Komisyon, ürünlerine ilişkin asılsız iddialarda bulunan şirketlere caydırıcı cezalar vererek yeşil aklamayı reklam ve ambalajlardan kaldırmaya yönelik planını açıkladı.
Üye devletler ve Avrupa Parlamentosu üyeleri tarafından müzakere edilecek yasa teklifi, çevreye duyarlı tüketicileri çekmek için kullanılan bu damgaları kontrol altına almayı amaçlıyor.
Yapılan araştırmada, Avrupa Birliği'nde ürünlerin çevre dostu olduğunu kanıtlamak için kullanılan 230 damgadan yarısınınsa "zayıf ya da var olmayan" bir doğrulama süreci sonrasında verildiği ortaya çıkmıştı.
Yeni planda Komisyon, QR kodu veya web sitesi aracılığıyla erişilebilen bilimsel kanıtlarla desteklenmeyen her türlü iddiayı yasaklamak istiyor.
Tasarıya göre devletlerin, çevresel iddiaların "yaygın olarak kabul edilen bilimsel kanıtlarla" desteklenmesini ve ürünlerin olumsuz olanlar da dahil tüm "önemli" çevresel etkilerinin tanımlanmasını sağlaması gerekecek.
AB'nin resmi Ecolabel sertifika sistemi Ecolabel dışındaki sertifikalandırma sistemlerinin şeffaf hale getirilmesi ve düzenli olarak kontrol edilmesi sağlanacak.
Şirketler iddialarını akredite ve bağımsız doğrulama kuruluşları tarafından kontrol ettirmek zorunda olacak ve ihlal durumunda "etkili, orantılı ve caydırıcı yaptırım" riskiyle karşı karşıya kalacak.
Gerçeği kurgudan ayırt edebilmek
Çevreden sorumlu Avrupa Komisyonu Komiseri Virginijus Sinkevicius yeni tasarıya ilişkin, "Bilgi bombardımanına tutulmuş haldeyiz.
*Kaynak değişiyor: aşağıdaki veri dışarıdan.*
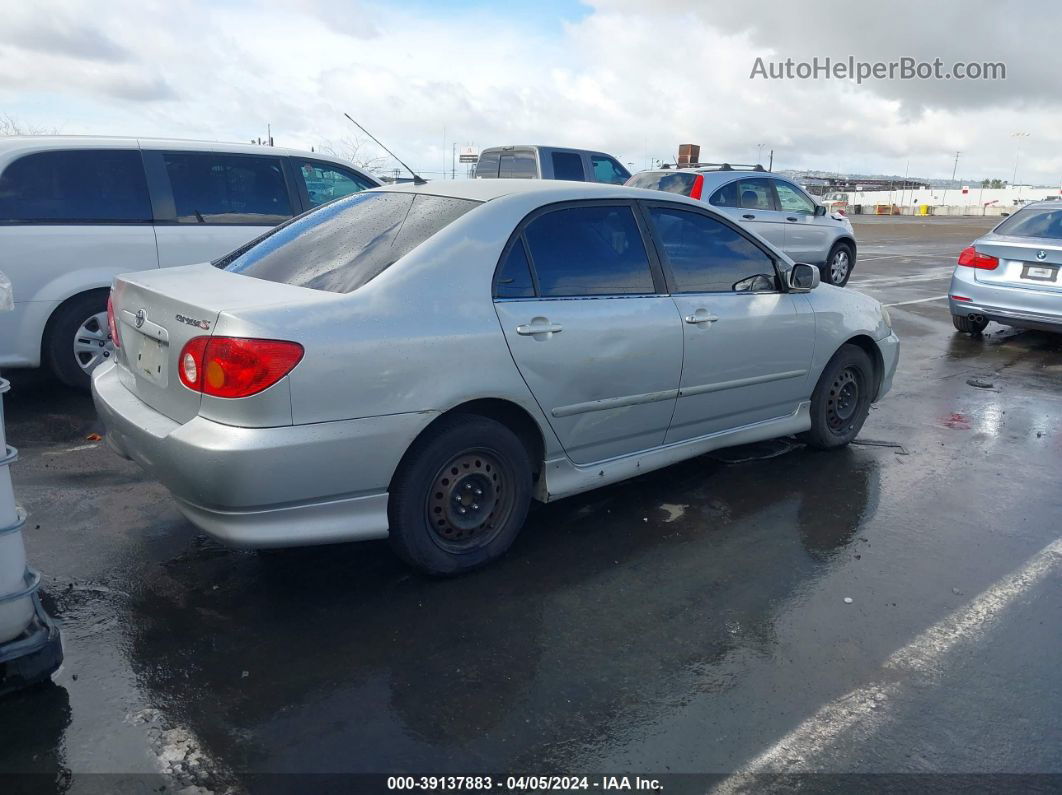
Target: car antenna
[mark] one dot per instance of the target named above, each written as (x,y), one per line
(417,179)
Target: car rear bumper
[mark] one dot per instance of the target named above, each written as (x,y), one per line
(283,486)
(1011,306)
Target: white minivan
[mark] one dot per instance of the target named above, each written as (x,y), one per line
(75,211)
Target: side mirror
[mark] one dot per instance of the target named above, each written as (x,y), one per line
(803,278)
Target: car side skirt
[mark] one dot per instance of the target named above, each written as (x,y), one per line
(564,479)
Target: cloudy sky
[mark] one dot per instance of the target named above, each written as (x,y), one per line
(629,76)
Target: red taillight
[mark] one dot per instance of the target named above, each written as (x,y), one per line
(112,326)
(234,366)
(972,258)
(695,192)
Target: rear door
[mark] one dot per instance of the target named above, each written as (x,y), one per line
(1028,245)
(807,236)
(208,204)
(748,344)
(599,345)
(751,202)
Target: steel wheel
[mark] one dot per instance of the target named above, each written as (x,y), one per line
(92,344)
(469,500)
(839,266)
(843,399)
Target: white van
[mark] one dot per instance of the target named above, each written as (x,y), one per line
(75,211)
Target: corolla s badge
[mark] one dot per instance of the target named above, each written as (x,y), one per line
(205,325)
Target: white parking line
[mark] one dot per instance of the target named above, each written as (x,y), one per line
(917,300)
(861,711)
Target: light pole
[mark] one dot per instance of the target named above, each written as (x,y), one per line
(1017,154)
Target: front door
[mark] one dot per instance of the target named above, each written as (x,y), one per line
(596,342)
(748,343)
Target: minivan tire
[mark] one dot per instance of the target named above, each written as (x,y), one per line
(844,249)
(62,330)
(841,399)
(460,496)
(968,325)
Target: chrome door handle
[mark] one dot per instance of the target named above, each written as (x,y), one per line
(701,315)
(530,329)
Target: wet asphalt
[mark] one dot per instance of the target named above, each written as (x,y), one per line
(890,608)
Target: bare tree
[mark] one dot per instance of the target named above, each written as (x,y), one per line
(11,125)
(358,151)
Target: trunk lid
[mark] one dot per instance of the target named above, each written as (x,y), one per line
(1033,263)
(157,312)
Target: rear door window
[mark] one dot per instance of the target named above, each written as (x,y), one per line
(81,186)
(216,188)
(681,183)
(345,244)
(1039,222)
(792,200)
(588,251)
(486,167)
(568,166)
(707,256)
(606,170)
(325,180)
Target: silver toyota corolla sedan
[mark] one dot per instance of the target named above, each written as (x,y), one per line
(1011,275)
(420,362)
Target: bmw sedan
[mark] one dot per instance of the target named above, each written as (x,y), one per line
(420,362)
(1011,275)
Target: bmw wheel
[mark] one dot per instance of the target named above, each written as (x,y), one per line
(460,496)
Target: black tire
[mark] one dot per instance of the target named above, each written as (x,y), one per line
(962,323)
(841,399)
(844,251)
(64,326)
(460,496)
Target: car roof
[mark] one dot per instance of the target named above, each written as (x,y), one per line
(507,147)
(38,142)
(551,190)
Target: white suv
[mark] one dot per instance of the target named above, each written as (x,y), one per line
(76,211)
(771,206)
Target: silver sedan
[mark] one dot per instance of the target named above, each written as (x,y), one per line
(1011,275)
(421,362)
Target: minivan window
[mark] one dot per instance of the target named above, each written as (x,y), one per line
(213,188)
(346,243)
(588,251)
(707,256)
(568,166)
(606,170)
(325,182)
(1039,222)
(79,186)
(487,165)
(681,183)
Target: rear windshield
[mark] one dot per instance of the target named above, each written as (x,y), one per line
(679,183)
(345,243)
(1033,223)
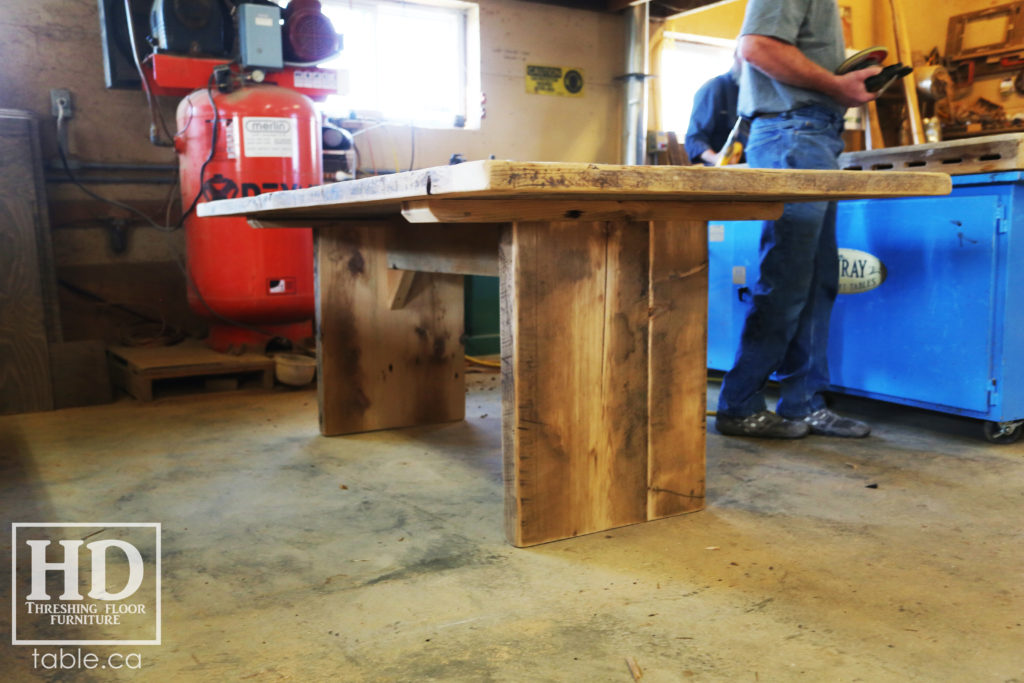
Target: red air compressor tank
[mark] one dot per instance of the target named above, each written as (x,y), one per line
(251,285)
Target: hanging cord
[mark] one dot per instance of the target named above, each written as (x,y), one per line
(155,113)
(64,161)
(412,146)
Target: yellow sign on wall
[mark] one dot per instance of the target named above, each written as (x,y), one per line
(554,81)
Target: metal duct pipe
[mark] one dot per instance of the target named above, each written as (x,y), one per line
(635,121)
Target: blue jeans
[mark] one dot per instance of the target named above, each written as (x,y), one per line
(786,331)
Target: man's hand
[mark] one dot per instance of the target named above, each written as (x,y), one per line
(785,62)
(849,88)
(710,157)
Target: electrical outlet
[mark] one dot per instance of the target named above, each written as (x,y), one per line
(60,96)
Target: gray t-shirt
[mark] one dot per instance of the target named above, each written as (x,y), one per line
(813,27)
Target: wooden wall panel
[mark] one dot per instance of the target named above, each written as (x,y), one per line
(28,300)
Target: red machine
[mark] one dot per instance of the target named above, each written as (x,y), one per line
(251,285)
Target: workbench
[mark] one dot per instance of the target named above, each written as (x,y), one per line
(933,323)
(603,276)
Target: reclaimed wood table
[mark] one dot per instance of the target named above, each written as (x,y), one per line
(603,276)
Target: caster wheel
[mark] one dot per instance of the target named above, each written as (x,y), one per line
(1004,432)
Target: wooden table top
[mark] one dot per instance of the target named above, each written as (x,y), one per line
(385,195)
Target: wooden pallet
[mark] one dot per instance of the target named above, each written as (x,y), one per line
(975,155)
(136,370)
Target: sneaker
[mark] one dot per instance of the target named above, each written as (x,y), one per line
(825,423)
(764,424)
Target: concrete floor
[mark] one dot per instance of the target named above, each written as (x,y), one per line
(381,557)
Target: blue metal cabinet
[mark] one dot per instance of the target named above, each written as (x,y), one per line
(941,331)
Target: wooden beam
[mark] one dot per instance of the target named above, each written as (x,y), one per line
(909,83)
(398,285)
(485,211)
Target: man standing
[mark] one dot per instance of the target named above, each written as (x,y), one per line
(796,101)
(713,116)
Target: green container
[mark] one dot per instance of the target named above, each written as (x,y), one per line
(482,319)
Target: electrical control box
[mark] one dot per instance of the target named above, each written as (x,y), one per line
(260,37)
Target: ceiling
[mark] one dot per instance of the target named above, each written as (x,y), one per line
(658,8)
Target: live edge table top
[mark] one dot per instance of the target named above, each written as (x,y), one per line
(603,278)
(549,180)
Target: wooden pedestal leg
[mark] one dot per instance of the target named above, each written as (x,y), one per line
(382,367)
(603,375)
(678,394)
(574,377)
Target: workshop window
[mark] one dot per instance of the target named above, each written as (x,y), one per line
(687,62)
(413,62)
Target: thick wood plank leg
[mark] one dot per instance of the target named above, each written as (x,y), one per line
(678,368)
(381,368)
(574,300)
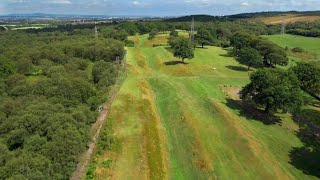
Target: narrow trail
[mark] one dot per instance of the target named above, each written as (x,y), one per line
(96,128)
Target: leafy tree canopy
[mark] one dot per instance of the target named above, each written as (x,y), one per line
(273,89)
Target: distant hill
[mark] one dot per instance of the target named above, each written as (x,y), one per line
(274,17)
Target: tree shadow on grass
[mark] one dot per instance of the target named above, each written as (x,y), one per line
(172,63)
(307,158)
(252,113)
(237,68)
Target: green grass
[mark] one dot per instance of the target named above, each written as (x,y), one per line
(174,122)
(309,44)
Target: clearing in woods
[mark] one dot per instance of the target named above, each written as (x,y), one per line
(175,121)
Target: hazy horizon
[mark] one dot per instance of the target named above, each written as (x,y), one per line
(151,7)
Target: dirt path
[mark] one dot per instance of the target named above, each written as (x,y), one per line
(96,129)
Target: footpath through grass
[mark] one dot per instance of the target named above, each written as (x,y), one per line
(175,122)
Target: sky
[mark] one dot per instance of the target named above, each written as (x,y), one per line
(153,7)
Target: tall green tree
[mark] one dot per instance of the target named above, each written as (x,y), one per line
(153,34)
(273,89)
(309,76)
(203,37)
(250,57)
(182,49)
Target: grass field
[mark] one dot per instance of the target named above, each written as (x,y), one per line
(309,44)
(174,121)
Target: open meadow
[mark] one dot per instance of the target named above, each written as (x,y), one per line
(183,121)
(310,45)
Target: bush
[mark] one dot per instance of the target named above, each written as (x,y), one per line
(298,49)
(130,43)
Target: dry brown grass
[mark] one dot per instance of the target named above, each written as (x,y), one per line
(254,150)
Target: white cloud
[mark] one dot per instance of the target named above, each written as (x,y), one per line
(136,3)
(244,4)
(60,1)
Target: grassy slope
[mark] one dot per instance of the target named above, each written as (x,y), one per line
(174,122)
(289,18)
(309,44)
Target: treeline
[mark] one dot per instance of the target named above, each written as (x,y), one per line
(224,27)
(273,88)
(51,85)
(309,29)
(69,27)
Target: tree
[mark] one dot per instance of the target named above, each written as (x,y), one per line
(249,57)
(240,40)
(309,76)
(24,66)
(174,33)
(204,37)
(182,49)
(277,59)
(273,89)
(5,69)
(153,33)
Tüketiciler için kurguyu gerçekten ayırmak zorlaştı." değerlendirmesinde bulunarak tüketicilerin güvenini tazelemenin amaçlandığını söyledi.
Avrupa Çevre Bürosu'ndan Blanca Morales, "Bu, çevresel etkilerini azaltmaya çalışan şirketler ile sadece 'yeşil yıkama' yapan şirketler arasındaki çizgiyi bulanıklaştıran iddiaları ortadan kaldırmak için umut verici bir metin." şeklinde konuştu.
Öte yandan, ürünlerin 'çevresel ayak izini' ölçmek için AB tarafından onaylanmış bir referans yönteminin halihazırda mevcut olmasına rağmen, şirketlerin iddialarını haklı çıkarmak için bir hareket alanına sahip olacağından endişe duyuluyor.
Sinkevicius, ortak yükümlülüklerin belirli bir yöntem öngörmeden getirildiğini çünkü tüm sektörler ve ele alınan iddialar için herkese uyan tek bir yaklaşımın uygun olmayacağını savunuyor.
Sivil toplum kuruluşlarıysa "karbon nötr", "sıfır emisyon" gibi iddiaların tamamen yasaklanmamış olmasını eleştiriyor.
Komisyon taslağında sadece "karbon nötr" olduğunu iddia eden şirketlerin karbondioksit piyasasından kredi satın alıp almadıklarını ya da kendi çevresel etkilerini dengelemek için ağaç dikip dikmediklerini açıkça belirtmelerini zorunlu kılmayı planlıyor.
Carbon Market Watch örgütü "'Karbon nötr' gibi muğlak ve yanıltıcı terimler, bedel ödemeden çevreyi kirletmeye devam eden şirketlerin imajına yönelik yeşil aklama yapmak için kullandığı bir pazarlama stratejisidir. Şu anda emisyonları gerçekten nötralize edebilecek hiçbir kredi mevcut değil." ifadeleriyle eleştiride bulunuyor.